Numbers Game

Number of stitches found out of place, way back in the first repeat of the motif:  1

Number of rows it took me to notice the error: 83

Number of minutes I spent rationalizing NOT fixing it ("I could embroider over it!"  "No one else will ever see that!"  "What if I just make it worse?")  95

Numbers Game 4.jpg

Number of minutes required to actually FIX the problem: 23

Number of stitches NOT frogged and rekint:  24,900

Number of sleepless nights wasted:  0
 

Sunday in the Park With Sweater

Here is a delightful Sunday afternoon which I almost saw some parts of, when I was looking up.  This is my life while I make a book:  I am physically present, emotionally and intellectually engaged, and totally not looking up.  The sweater came to the show with me, listened to good music with me, enjoyed being with some people I love, and grew by an inch or so.

Some people I love

Some people I love

The Worst Hat In The World, however, deserved my full attention, if only for long enough to model it.  As you can see, opportunities of this magnitude don't present themselves every day.  There are things one wants to tell ones children about, after all.

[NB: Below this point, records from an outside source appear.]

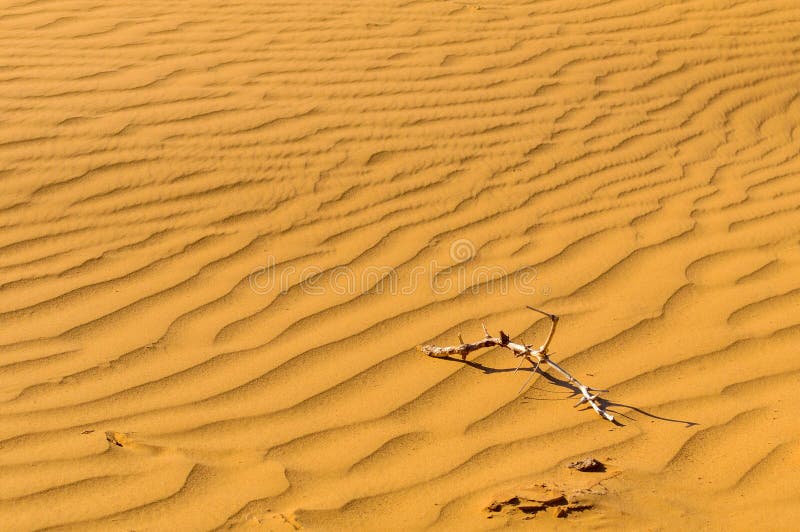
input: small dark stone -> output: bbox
[567,458,606,472]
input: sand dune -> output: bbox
[0,0,800,530]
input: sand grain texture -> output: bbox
[0,0,800,530]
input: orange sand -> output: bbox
[0,0,800,531]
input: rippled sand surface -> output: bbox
[0,0,800,531]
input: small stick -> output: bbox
[417,306,614,421]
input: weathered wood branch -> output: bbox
[418,306,614,421]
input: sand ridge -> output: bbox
[0,0,800,530]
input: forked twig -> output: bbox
[417,306,614,421]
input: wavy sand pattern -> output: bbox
[0,0,800,530]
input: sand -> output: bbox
[0,0,800,531]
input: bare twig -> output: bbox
[418,306,614,421]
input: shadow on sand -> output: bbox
[431,356,699,428]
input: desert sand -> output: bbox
[0,0,800,531]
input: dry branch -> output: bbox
[418,307,614,421]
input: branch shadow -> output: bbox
[431,356,699,428]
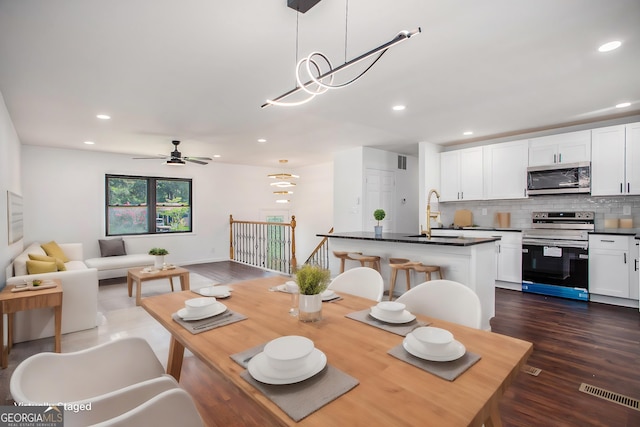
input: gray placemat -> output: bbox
[171,310,247,334]
[240,365,359,422]
[345,308,429,337]
[230,343,267,369]
[388,344,480,381]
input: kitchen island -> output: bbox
[318,231,500,330]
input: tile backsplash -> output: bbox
[437,195,640,229]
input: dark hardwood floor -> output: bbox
[180,262,640,427]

Something interesting I have noticed about my friends: Back when I used to pretend that I don't need to be knitting every waking second, my friends would act surprised to see me pull out my project du jour and knit on it.  I even used to think it would be rude to work on a sweater at an informal gathering.   I was afraid of sending the message that my esteemed associates didn't deserve my full attention.   Now that I am living with a Compressed Schedule (euphemism for deeply challenged time management skills), I take the knitting everywhere.  If I am to have any life at all while I author a book, I am learning I better shoehorn some life in around the knitting.  So the sweaters come with me to the pool party, to the barbecue, or like this, to the concert with my pals.  This is the interesting thing, though:  my friends have gotten used to it.  They even are interested  in what I'm working on (at least the projects are changing from one visit to another!), and totally roll with the fact that I am listening and talking, but not really making full eye contact at all times.  They love me anyway.  I get to keep working on my all-consuming passion, and still take part in good times with good people.   Blessed, Blessed, Blessed.

 

The Next Big Thing

Stick a fork in the spotted sweater:  It's done.  Won't say I'm sorry to see it bound off, either.  Enough's enough with that yarn and that design (2 just alike in a row is a substantially less-good idea than it seems).

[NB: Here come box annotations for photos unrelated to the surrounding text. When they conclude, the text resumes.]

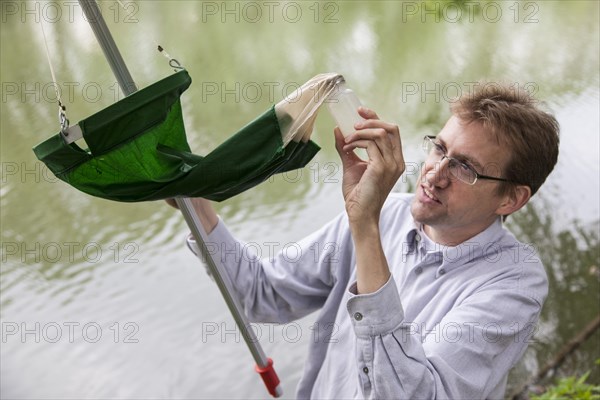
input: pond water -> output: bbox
[0,0,600,399]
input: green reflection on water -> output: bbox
[0,1,600,397]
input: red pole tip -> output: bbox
[254,358,282,397]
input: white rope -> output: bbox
[117,0,184,71]
[40,19,69,132]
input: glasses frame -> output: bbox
[423,135,512,186]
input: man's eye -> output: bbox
[458,162,473,172]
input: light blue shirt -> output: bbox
[191,194,548,399]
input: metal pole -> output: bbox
[79,0,283,397]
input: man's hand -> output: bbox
[335,107,405,223]
[335,107,405,294]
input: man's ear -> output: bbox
[496,185,531,215]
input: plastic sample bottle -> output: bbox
[327,77,364,137]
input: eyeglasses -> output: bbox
[423,136,510,185]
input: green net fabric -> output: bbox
[33,70,319,202]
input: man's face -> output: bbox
[411,116,509,245]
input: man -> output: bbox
[171,85,559,399]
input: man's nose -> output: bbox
[425,156,450,188]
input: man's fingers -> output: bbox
[358,106,379,119]
[333,126,361,166]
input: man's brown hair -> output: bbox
[450,83,559,195]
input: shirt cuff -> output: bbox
[346,276,404,338]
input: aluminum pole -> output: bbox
[79,0,283,397]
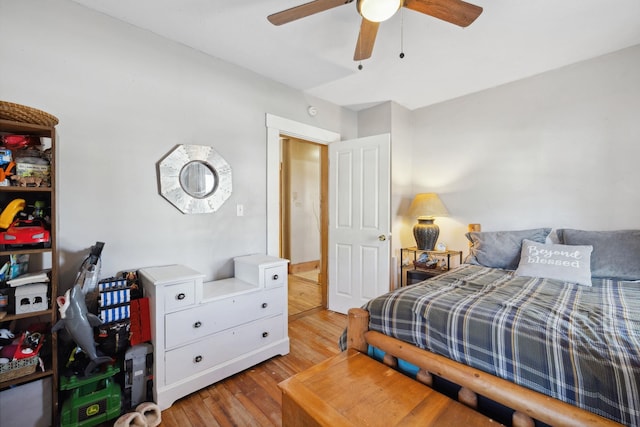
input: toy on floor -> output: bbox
[51,285,112,376]
[113,402,162,427]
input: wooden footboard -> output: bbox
[347,308,621,427]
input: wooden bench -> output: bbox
[279,349,497,427]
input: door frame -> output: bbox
[265,113,340,308]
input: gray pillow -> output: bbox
[557,228,640,280]
[466,228,551,270]
[514,239,593,286]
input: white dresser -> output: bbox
[139,255,289,410]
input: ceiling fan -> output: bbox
[267,0,482,61]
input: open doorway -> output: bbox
[280,136,328,316]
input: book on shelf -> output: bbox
[7,268,51,288]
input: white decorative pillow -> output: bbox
[515,239,593,286]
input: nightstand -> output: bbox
[400,246,462,286]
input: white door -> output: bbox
[328,134,391,313]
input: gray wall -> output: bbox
[403,46,640,254]
[0,0,355,289]
[0,0,640,288]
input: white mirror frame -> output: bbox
[158,145,232,214]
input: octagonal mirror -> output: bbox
[158,145,232,214]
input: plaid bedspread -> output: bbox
[342,265,640,426]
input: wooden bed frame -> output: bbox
[347,308,621,427]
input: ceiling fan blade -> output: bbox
[353,18,380,61]
[267,0,353,25]
[404,0,482,27]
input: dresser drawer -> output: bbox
[163,280,196,313]
[264,265,287,288]
[165,288,286,348]
[165,315,284,385]
[234,255,288,288]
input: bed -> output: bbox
[340,228,640,426]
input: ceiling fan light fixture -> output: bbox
[357,0,402,22]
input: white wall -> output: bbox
[0,0,355,289]
[403,46,640,254]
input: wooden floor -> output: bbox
[161,310,347,427]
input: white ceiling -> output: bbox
[74,0,640,110]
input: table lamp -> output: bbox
[409,193,449,251]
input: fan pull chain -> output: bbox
[400,7,404,59]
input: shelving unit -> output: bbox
[0,119,58,426]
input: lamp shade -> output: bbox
[409,193,449,251]
[409,193,449,218]
[357,0,402,22]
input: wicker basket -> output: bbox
[0,355,38,382]
[0,101,58,126]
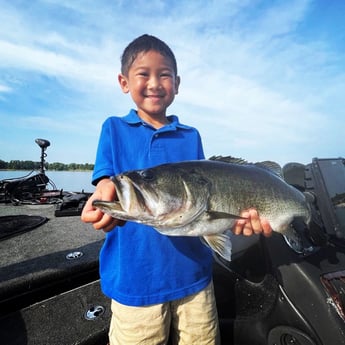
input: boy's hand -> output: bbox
[233,209,272,237]
[81,178,124,232]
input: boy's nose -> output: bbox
[148,76,160,89]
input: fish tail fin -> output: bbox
[202,234,232,261]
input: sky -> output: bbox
[0,0,345,165]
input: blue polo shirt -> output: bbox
[93,110,212,306]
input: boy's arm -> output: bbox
[233,209,272,237]
[81,178,124,232]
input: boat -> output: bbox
[0,138,345,345]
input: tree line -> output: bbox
[0,159,94,171]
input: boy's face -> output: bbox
[119,50,180,120]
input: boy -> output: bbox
[82,35,271,345]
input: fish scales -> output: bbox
[93,160,311,260]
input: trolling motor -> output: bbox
[35,138,50,174]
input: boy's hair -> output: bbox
[121,34,177,76]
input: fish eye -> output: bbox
[140,169,154,181]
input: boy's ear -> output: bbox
[117,74,129,93]
[175,76,181,95]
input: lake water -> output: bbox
[0,170,95,192]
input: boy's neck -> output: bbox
[137,112,170,129]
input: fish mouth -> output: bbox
[92,175,152,220]
[112,175,148,214]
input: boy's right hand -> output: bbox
[81,178,124,232]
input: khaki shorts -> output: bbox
[109,282,220,345]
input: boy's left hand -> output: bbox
[233,209,272,237]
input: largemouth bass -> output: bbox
[93,157,311,261]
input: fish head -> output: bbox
[93,164,210,228]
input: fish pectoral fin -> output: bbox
[207,211,246,220]
[202,234,232,261]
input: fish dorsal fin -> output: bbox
[255,161,283,178]
[209,156,283,178]
[209,156,250,164]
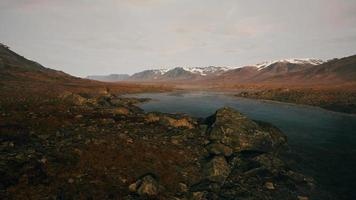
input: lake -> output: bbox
[128,92,356,199]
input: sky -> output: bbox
[0,0,356,77]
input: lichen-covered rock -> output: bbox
[164,116,194,129]
[129,175,159,197]
[206,143,233,157]
[60,92,88,106]
[206,156,230,183]
[209,107,286,152]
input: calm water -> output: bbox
[125,92,356,199]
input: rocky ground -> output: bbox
[0,92,322,200]
[236,88,356,114]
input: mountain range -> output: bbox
[87,56,356,84]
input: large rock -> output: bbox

And so another honeymoon begins:  This is from Harrisville, whose mill has been producing wool yarn since 1794.  How cool is that?  I love that I can take part in a little history by supporting them.  And the yarn is dreamy too - sticky, evenly spun 2-ply in the kind of super-saturated colors that call to mind your first box of pointy new crayons.  True Love.

A little birdy told me...(okay, it was 20 repeats of a little birdy)  Did I mention this thing is BIG?  It's been a while since I made anything Man-Sized, and I'm beginning to remember why:  More sweater = slower progress = DUH.  More's the woe for DH.  Fortunately, he doesn't complain.  He must not realize that he is underprivileged, owning only one (1) handknit made by his wife.  And that one isn't even my own design - it's someone else's pattern that I wish I had come up with.

Expanded View:  Expansive Sweater.

I am digging this motif, and the dream yarn?  Well some yarn just knows what it wants to be, and seems to get there with or without me, which is a welcome relief from what I now realize was kind of a battle to the finish line on that last project.  Guess I just had to push through the wall.  Now that I'm on the other side, I am really enjoying knitting.  I especially love this part of every project:  I have already figured out how many stitches there are in the body, and I don't have to do any more math until waaaaaay up at the shoulders.  I can just relax and work on it without thinking (for now) about how someone else will be able to reproduce it.  That part is fun, too, but I can wait.